By leveraging ownership, the KYC blockchain service agreement can now be required and enforced by default on any 3rd party exchange when Ricardian contract token chains are checked and enforced at the token transfer level. If a tokenized asset requires a Ricardian contract, it cannot be exchanged to a receiving Ethereum address that does not have a valid client token owned by that address.
function _beforeTokenTransfer(address from, address to,
uint256 tokenId)
internal override(ERC721, ERC721Enumerable)
{
// Skip this check when first minting
if (from != address(0))
{
// On exchange (not direct transfer)
// check any required Ricardian contracts
if ((msg.sender != ownerOf(tokenId)) &&
(TokenIdToRicardianParent[tokenId] > 0) &&
(address(creatorInterface) != address(0)))
{
uint hasChild = creatorInterface.creatorHasChildOf(
to, TokenIdToRicardianParent[tokenId]);
require(hasChild > 0,
"Ricardian child agreement not found.");
}
}
}
When a blockchain transaction is made by client ABC, the public key transaction signature proves PoC token ownership. As such a secure blockchain method to prove authorization is now available without disclosure of any information to the 3rd party. All available on a publicly immutable database such as Ethereum through open, federated and interoperable smart contracts such as the Immutable Ecosystem. When the Ricardian client verification technology is encapsulated entirely within the token transfer logic, 3rd party exchanges, by default, enforce this requirement. The following steps are encompassed into a single blockchain transaction to cryptographically prove existence of KYC upon exchange.

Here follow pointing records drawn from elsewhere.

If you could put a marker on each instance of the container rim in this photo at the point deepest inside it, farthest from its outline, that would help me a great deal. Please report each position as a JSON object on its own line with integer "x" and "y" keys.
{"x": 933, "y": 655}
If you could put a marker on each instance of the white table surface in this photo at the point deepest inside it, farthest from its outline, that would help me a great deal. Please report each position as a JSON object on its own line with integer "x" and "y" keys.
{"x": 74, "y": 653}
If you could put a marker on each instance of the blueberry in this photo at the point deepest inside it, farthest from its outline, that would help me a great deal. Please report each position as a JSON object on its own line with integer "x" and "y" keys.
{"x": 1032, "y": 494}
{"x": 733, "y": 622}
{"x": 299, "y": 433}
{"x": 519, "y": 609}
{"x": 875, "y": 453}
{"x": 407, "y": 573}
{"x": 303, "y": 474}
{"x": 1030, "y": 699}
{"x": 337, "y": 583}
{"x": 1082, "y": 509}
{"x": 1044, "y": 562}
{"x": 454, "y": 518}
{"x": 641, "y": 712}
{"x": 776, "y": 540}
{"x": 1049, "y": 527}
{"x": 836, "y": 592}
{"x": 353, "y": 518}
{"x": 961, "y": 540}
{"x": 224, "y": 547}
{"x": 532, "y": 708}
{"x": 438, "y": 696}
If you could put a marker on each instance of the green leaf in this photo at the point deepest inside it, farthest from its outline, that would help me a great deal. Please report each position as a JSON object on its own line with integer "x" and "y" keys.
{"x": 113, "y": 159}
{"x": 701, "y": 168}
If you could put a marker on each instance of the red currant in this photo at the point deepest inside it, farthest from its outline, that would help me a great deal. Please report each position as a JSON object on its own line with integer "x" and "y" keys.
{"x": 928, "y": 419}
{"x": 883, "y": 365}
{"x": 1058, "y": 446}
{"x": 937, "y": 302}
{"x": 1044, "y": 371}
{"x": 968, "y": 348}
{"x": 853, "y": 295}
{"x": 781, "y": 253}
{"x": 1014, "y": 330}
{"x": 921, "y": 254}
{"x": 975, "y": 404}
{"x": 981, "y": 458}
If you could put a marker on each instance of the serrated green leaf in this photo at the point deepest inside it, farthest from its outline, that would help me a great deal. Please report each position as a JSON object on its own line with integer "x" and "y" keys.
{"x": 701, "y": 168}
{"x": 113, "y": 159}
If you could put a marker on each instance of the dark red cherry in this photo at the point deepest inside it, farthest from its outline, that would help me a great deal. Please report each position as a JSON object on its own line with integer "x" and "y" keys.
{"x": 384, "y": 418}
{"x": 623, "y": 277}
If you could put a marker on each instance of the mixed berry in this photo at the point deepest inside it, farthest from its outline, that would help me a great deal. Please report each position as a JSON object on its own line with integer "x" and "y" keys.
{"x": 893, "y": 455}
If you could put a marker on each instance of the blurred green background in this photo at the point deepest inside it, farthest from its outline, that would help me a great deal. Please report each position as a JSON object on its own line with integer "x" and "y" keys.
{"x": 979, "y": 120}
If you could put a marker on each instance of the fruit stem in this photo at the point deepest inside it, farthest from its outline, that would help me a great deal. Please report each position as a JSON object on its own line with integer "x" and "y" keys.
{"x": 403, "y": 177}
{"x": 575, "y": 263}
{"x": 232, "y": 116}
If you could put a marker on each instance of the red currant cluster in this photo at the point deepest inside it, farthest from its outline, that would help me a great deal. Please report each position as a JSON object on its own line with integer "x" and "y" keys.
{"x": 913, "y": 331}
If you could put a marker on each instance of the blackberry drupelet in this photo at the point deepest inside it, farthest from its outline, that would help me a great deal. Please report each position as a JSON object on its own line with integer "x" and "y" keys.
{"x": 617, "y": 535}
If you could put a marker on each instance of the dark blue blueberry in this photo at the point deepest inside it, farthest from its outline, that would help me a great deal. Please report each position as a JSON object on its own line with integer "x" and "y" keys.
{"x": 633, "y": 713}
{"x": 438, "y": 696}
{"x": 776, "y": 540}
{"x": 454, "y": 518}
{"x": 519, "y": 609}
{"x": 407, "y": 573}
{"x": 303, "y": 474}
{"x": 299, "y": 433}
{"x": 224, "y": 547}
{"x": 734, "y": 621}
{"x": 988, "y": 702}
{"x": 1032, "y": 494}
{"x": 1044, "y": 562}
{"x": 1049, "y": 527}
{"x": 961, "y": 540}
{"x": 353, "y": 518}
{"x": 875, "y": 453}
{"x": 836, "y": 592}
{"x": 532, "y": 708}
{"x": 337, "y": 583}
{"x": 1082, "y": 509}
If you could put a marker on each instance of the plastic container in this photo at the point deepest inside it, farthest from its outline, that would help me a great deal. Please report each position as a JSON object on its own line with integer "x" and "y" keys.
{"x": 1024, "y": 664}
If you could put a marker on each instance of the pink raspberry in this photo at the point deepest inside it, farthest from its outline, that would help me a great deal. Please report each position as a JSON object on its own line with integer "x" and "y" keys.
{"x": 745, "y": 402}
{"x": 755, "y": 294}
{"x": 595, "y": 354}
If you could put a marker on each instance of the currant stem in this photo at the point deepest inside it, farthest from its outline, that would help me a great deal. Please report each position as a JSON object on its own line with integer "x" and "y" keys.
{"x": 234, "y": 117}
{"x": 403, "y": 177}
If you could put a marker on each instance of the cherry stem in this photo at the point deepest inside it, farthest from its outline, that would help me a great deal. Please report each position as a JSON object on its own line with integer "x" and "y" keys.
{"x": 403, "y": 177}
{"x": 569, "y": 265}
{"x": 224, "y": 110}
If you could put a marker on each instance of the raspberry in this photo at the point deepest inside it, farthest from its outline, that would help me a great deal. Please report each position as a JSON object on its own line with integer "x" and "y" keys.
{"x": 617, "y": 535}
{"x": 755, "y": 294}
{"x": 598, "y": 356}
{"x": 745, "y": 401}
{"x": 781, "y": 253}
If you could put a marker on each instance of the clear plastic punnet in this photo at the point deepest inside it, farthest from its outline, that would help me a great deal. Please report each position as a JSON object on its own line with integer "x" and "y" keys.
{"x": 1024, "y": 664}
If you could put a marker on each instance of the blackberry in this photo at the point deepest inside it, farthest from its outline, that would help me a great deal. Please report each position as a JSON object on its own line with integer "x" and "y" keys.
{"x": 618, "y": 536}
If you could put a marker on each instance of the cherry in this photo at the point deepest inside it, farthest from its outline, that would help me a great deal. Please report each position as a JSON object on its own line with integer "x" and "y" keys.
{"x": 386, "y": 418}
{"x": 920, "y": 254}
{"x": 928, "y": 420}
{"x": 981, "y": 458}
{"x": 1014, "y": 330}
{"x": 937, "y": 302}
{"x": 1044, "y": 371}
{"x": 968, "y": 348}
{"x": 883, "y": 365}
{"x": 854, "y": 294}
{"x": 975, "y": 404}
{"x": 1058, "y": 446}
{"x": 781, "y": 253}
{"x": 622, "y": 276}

Widespread adoption of Ricardian contract technology will require 3rd party interoperability. Tokenization appears to be common ground for interoperability and a non-fungible unique token ID can be leveraged to allow a hash lookup and vice versa. Immutably encoded into the unique token ID, or queried from, should be the issuing organization and the specific product (KYC/AML) and master file (ie. form-fill document). Interoperable unique tokens minted with a read-only PoC hash whose ownership is transferred to the client (ABC) has many advantages. Reverse lookup to find the authorized federated entity/product and master document (XYZ Inc.’s KYC .pdf) from any client completes the solution by allowing a search by ownership.
Public Ricardian contracts managed by federated smart contracts provide requirements automation and decentralized interoperability for legal contracts with privacy. As decentralized exchange (DEX) technology attracts products with additional legal/contractual requirements, the available solutions offered by ImmutableSoft are ready and tested for this challenge. When Ricardian contract agreements are enforceable within interoperable smart contracts, automation of legal processes for complex financial products can allow decentralization. Private and interoperable Contract Service Providers (CSP) that mint interoperable client PoC tokens are required for established financial and legal authorities to leverage their processes within this new frontier of decentralization.